Historia de la pronunciación: seseos y ceceos

No cabe, pues, sino concebir el andaluz como la derivación del castellano que se implantó en el valle del Guadalquivir con la conquista de Fernando III. Pero, ¿desde cuándo, en qué condiciones y por qué motivos surgió esa nueva forma de castellano? La respuesta no es fácil. Implica, por supuesto, saber en qué consiste el andaluz hoy, y cuáles son los rasgos que lo distinguen dentro del español general. Porque ¿basta con que empiece a documentarse uno solo de los rasgos andaluces para que empecemos a hablar de la existencia del andaluz?

En este sentido, el lugar primordial lo ocupa un hecho fonético, lo que llamaremos el seseo-ceceo, o, en otras palabras, la confusión de los sonidos que acabarían originando las eses y cetas del español central y septentrional. Sobre él ha girado la mayor parte de la discusión sobre los orígenes históricos del andaluz. Y, sin embargo, no es el primer hecho documentado.

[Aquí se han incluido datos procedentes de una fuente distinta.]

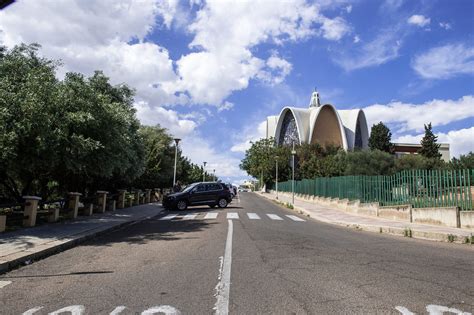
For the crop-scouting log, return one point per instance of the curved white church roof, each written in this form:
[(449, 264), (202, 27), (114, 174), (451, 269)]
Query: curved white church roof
[(321, 124)]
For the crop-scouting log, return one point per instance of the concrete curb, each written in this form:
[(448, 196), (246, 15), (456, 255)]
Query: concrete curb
[(47, 250), (408, 232)]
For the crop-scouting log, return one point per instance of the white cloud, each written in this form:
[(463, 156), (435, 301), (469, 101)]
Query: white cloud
[(199, 150), (445, 25), (445, 62), (250, 134), (168, 119), (334, 29), (460, 141), (419, 20), (383, 48), (408, 116)]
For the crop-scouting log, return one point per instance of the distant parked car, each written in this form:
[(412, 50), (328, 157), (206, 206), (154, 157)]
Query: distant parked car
[(206, 193)]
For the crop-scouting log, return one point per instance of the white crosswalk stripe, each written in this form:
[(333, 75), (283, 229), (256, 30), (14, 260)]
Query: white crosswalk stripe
[(295, 218), (211, 215), (274, 217), (189, 217), (169, 217), (253, 216), (232, 215)]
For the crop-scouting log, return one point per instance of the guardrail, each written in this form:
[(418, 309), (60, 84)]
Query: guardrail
[(420, 188)]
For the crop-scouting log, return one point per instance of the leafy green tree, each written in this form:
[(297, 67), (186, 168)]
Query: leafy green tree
[(69, 135), (429, 145), (369, 162), (380, 138)]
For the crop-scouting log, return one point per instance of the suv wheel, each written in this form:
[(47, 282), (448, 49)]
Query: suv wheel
[(222, 203), (181, 205)]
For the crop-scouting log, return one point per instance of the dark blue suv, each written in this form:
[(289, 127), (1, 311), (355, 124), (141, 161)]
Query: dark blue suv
[(207, 193)]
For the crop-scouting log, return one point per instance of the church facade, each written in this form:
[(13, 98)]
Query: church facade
[(321, 124)]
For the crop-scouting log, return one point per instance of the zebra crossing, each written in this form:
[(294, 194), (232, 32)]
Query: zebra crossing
[(230, 216)]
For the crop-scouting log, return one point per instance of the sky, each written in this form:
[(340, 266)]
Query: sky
[(212, 71)]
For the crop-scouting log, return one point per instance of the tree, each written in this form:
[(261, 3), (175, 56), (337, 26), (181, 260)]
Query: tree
[(374, 162), (429, 145), (66, 134), (465, 161), (380, 138)]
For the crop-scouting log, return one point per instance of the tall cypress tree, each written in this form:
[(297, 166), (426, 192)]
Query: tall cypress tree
[(381, 138), (429, 145)]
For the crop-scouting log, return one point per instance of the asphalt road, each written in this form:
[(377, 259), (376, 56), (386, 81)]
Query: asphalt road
[(245, 262)]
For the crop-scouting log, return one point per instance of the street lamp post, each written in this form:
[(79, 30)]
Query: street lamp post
[(276, 160), (176, 140), (293, 152)]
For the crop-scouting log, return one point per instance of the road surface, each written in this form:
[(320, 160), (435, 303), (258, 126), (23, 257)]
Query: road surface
[(254, 257)]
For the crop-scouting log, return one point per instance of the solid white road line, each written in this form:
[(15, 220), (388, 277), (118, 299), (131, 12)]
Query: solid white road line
[(223, 287), (253, 216), (232, 215), (211, 215), (189, 216), (295, 218), (169, 217), (274, 217)]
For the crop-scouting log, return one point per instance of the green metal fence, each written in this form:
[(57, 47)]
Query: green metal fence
[(420, 188)]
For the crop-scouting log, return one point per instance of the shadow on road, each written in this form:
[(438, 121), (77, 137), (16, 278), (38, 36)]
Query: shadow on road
[(155, 229)]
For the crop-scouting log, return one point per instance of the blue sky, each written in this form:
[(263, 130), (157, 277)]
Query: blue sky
[(211, 71)]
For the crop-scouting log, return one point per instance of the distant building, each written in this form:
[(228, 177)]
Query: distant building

El primero, como casi siempre, es el empleo de palabras más o menos específicas, a las que muy pronto se empieza a considerar propias de la región. Ya en la General Estoria reunida por los colaboradores de Alfonso X se habla de un tipo de pez de río, los mugles a que en el Andaluzia llaman aluures, es decir, los albures (vivos en las tabernas de Triana hasta no hace tanto). Mucho más tarde, a fines del XV, el Vocabulario del carmonense Rodrigo Fernández de Santaella (re-fundador de la Universidad hispalense) dará como usuales en Andalucía voces como almofia (escudilla), adecuxa (vaso pequeño), arrayán o xopaipa (hojuela), iniciando así la costumbre de dar como vocabulario más típico de Andalucía el originado en el árabe. De todos modos, noticias como estas, o como muchas otras que se podrían ir extrayendo de los viejos textos medievales andaluces, no bastarían para hablar de el andaluz: toda región, toda comarca, puede tener sus, pocas o muchas, palabras particulares, sin que ello nos obligue a hablar de un dialecto diferenciado.

El seseo-ceceo, en cambio, sí que puede suponer una diferencia estructural más honda, puesto que afecta al elenco de sonidos abstractos (fonemas, en terminología lingüística) con que cuenta un idioma; y ello tiene repercusiones innegables sobre las distinciones posibles de palabras
en un idioma. Como es bien sabido, el castellano antiguo tenía dos sonidos dentales, quizá africados, uno sordo (caçar y cenar), y otro sonoro (dezir y enzía); y otros dos alveolares, las eses, la sorda de ser y passar, y la
sonora de casa y rosa. Esos sonidos sonoros se perdieron, se ensordecieron, confundiéndose, pues, caçar y dezir, o decir, y passar, o pasar, y casa, respectivamente, en un proceso que duró desde los orígenes documentados del castellano (s. XII) hasta la 2a mitad del XVI. Pero a partir de ahí, las soluciones divergieron en el castellano de la Península: el del Centro y Norte mantuvo una pareja de sonidos, que le sirve para distinguir palabras (cazar y casar, rozar y rosal). No fue una solución sin excepciones: los viejos textos medievales están llenos de testimonios como Cecilia (Sicilia), çufrir, Çant Çalvador; la aragonesa Tarazona muestra en su fachada del XVII un hermoso Casas Concistoriales; y aún hoy acechar y asechar, acechanza y asechanza conviven en nuestros diccionarios. Pero al final la distinción triunfó, y dadas las relaciones de poder y de centralidad política y económica de los siglos XVI, XVII y XVIII se convirtió en rasgo del español común o estándar.

Pero en Andalucía las cosas fueron de otra manera. Aquí no solo se acompañó a Castilla en la igualación de sonidos sordos y sonoros, sino que se fue más allá al perder la distinción entre dentales y alveolares: eses y cetas perdieron así las bases para su diferenciación en buena parte de la región. El problema radica, sin embargo, en saber cómo, cuándo y por qué se dio esta situación.